War between Qin and Jin intensified as Fu Jian intended to conquer the south once and for all. His general Dou Gui (都貴) ordered his officers Yan Zhen (閻振) and Wu Zhong (吳仲) to invade Jingling in 381. Shiqian and his brother, Huan Shimin marched to faced them in battle. The brothers defeated the Qin forces and chased them back to Guancheng, later conquering the city. They captured the Qin commanders and took more than ten thousand captives while executing a few thousand soldiers.

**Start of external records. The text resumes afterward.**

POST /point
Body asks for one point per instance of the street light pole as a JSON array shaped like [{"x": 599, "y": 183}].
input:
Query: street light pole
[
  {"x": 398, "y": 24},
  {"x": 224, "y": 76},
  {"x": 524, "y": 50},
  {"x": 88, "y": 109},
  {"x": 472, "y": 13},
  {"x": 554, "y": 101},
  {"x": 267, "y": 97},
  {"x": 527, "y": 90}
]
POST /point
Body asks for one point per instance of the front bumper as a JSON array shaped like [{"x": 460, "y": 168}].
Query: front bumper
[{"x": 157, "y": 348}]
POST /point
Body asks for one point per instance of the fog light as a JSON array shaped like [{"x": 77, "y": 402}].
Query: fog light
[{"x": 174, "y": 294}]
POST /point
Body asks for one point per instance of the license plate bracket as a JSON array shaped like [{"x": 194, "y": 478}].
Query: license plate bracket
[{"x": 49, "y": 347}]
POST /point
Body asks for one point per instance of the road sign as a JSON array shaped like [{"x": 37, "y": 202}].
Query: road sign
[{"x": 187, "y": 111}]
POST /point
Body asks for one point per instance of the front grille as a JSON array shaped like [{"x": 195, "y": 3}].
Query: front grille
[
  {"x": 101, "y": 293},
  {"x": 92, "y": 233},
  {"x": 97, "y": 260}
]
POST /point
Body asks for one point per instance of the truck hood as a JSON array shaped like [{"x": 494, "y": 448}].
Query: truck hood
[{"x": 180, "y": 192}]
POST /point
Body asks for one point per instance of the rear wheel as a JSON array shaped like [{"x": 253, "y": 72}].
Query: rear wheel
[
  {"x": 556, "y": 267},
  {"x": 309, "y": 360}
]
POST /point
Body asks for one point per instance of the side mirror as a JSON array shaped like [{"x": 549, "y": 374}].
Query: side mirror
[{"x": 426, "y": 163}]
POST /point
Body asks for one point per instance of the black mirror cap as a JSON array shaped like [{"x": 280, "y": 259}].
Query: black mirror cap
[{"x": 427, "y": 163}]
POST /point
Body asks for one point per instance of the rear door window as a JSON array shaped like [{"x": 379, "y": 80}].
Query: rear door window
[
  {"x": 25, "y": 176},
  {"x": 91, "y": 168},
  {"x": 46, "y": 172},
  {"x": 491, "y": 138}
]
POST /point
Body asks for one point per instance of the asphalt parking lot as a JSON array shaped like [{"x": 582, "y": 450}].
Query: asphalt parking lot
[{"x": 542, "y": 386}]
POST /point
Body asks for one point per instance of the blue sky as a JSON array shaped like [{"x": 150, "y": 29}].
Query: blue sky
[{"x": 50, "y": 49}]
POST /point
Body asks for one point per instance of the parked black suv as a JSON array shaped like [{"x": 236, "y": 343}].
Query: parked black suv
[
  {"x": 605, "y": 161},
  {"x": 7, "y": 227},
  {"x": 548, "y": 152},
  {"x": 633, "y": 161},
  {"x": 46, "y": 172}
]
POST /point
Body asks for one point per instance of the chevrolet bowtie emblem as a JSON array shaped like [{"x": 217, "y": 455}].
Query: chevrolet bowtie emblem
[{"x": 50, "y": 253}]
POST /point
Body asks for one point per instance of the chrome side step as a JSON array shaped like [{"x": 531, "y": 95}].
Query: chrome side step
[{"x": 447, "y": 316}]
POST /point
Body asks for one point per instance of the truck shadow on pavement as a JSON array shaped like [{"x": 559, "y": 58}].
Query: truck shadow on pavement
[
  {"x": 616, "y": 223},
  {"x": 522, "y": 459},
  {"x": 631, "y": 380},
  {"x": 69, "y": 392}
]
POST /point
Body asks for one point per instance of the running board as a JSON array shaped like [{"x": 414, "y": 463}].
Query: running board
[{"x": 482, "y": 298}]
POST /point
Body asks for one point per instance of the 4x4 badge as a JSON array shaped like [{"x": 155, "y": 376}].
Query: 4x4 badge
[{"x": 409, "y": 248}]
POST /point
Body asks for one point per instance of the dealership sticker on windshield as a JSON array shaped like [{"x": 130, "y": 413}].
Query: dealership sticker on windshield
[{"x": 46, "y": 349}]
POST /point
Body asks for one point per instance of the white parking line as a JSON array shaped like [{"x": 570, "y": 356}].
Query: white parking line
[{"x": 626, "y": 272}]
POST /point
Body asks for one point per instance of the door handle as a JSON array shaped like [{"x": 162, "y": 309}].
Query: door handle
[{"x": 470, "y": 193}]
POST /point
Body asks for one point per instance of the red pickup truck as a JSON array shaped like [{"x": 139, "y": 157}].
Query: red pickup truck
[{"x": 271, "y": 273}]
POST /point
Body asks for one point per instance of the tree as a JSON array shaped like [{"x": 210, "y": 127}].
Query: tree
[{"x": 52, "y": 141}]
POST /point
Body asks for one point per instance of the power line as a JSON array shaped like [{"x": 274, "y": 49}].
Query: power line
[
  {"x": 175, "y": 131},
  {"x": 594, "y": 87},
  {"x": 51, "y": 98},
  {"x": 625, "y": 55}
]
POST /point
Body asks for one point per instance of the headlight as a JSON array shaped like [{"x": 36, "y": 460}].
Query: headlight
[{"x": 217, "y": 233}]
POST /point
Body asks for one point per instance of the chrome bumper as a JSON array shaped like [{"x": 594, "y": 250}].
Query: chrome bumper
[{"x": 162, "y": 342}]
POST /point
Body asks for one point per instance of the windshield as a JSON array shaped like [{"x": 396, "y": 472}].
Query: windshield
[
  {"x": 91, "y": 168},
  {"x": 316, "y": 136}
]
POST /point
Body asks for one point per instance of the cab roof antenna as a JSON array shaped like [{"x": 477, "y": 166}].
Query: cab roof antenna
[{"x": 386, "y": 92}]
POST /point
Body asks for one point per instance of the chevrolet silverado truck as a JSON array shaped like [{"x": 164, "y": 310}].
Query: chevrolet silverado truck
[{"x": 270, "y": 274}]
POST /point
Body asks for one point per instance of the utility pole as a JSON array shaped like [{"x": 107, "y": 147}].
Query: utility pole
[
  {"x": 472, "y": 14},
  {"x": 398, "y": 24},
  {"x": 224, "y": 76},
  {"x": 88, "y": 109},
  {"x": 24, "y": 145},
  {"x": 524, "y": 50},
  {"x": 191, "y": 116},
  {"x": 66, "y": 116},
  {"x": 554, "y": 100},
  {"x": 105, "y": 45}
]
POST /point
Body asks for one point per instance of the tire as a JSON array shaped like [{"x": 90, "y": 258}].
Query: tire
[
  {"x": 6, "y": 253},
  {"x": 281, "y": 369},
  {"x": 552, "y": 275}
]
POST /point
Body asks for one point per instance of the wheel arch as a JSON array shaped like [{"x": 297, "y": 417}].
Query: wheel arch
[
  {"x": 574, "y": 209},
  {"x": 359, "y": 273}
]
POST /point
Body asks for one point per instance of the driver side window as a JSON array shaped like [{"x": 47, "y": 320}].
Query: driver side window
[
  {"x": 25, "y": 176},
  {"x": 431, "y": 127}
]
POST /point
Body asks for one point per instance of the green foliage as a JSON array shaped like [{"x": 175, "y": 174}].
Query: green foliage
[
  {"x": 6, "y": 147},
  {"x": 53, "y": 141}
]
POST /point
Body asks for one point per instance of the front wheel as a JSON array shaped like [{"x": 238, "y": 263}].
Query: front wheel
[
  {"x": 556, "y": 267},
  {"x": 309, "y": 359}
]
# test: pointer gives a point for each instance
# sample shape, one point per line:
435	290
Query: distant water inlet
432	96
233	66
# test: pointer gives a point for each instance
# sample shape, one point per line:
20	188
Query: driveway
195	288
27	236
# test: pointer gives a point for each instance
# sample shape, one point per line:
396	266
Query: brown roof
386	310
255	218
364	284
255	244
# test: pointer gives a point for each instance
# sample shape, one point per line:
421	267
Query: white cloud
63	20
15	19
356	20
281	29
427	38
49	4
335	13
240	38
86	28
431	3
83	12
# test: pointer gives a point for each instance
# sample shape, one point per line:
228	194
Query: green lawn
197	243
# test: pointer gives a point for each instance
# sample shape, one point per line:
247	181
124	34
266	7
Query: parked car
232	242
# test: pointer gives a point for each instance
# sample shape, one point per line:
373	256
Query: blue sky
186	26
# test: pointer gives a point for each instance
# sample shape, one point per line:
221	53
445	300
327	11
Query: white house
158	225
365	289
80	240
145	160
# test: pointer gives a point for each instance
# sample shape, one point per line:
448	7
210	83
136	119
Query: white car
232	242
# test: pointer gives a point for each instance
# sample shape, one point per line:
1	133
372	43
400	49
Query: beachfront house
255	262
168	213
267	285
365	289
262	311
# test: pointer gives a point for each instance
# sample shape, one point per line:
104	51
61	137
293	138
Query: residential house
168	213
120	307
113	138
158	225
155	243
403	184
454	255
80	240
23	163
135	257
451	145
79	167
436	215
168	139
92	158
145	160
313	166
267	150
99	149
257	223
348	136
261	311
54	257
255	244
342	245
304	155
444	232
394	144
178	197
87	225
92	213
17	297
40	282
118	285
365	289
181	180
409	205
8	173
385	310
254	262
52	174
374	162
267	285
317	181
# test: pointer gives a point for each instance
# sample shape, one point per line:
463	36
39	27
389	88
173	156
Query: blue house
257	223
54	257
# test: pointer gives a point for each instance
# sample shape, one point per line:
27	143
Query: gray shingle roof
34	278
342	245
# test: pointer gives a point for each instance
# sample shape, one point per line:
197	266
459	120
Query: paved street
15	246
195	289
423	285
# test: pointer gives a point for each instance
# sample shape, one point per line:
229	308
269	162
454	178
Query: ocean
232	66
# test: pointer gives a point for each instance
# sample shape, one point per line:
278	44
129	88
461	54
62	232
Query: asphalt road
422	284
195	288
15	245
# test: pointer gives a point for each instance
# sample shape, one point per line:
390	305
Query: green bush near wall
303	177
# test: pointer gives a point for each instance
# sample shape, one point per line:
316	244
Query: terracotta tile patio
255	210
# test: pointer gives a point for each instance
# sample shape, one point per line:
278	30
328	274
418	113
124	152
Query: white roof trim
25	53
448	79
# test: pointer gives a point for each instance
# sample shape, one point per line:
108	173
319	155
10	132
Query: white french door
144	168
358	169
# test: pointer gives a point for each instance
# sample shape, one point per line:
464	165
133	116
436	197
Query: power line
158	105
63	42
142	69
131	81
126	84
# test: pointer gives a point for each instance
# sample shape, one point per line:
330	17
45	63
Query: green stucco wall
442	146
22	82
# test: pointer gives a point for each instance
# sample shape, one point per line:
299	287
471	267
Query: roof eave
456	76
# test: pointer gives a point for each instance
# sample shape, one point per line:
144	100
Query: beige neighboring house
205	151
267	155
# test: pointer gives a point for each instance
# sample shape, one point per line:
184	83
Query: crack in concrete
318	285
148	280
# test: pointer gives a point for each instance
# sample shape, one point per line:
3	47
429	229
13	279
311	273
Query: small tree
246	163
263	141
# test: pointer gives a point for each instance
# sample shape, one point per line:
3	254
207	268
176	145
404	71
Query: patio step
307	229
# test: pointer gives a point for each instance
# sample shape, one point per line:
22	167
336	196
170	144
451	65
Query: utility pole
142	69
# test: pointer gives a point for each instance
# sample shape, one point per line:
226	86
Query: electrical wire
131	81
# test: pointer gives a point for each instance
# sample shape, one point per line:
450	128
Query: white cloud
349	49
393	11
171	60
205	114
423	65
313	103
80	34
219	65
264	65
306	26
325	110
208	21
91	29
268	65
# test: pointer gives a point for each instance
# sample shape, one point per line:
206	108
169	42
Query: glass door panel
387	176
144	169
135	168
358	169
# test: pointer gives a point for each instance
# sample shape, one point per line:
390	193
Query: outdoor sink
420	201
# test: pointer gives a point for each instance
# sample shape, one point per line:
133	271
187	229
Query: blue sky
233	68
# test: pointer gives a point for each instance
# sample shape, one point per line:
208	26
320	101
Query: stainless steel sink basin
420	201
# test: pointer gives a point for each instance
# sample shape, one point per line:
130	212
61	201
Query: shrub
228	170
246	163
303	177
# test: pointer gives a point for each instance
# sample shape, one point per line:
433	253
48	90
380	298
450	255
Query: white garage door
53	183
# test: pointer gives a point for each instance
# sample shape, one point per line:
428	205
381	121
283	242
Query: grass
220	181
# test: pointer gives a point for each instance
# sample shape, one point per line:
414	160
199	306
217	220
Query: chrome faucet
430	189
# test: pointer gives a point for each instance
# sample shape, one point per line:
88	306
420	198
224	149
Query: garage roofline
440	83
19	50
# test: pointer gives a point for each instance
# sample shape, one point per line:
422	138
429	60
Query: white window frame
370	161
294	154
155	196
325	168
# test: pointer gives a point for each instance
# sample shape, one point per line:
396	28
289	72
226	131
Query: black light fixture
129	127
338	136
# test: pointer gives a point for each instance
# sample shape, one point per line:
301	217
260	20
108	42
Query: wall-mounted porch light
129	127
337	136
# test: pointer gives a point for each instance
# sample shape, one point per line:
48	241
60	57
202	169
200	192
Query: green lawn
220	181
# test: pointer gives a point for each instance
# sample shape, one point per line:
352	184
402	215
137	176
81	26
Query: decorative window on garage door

Shiqian later followed his uncle Huan Chong to attack Xiangyang in 383. Shiqian and Guo Quan (郭銓) defeated Zhang Chong (張崇) at Wudang. However, Huan Chong was enticed into retreating after Murong Chui tricked him by setting torches to make his army appear bigger. His defeat would be avenged later that year when Xie Xuan won a decisive victory over Fu Jian at the Battle of Fei River. The battle drove out Qin forces from the south, and for Shiqian's merits, he was made Inspector of Yuzhou in 384.

== Final years ==
Seeing that the north fell into chaos after Feishui, the Jin court ordered Xie Xuan to lead an expedition to the north to reclaim Jin's lost territories. Shiqian was supposed to follow Xie Xuan but resigned after hearing that his mother died as he wanted to carry out a mourning session for her, so his positions were given to Zhu Xu instead. Shiqian only returned to office in 387 and had his offices restored but only held them for a year before dying in 388. Huan Shiqian was posthumously appointed General of the Right and named Marquis of Zuotang (作唐侯).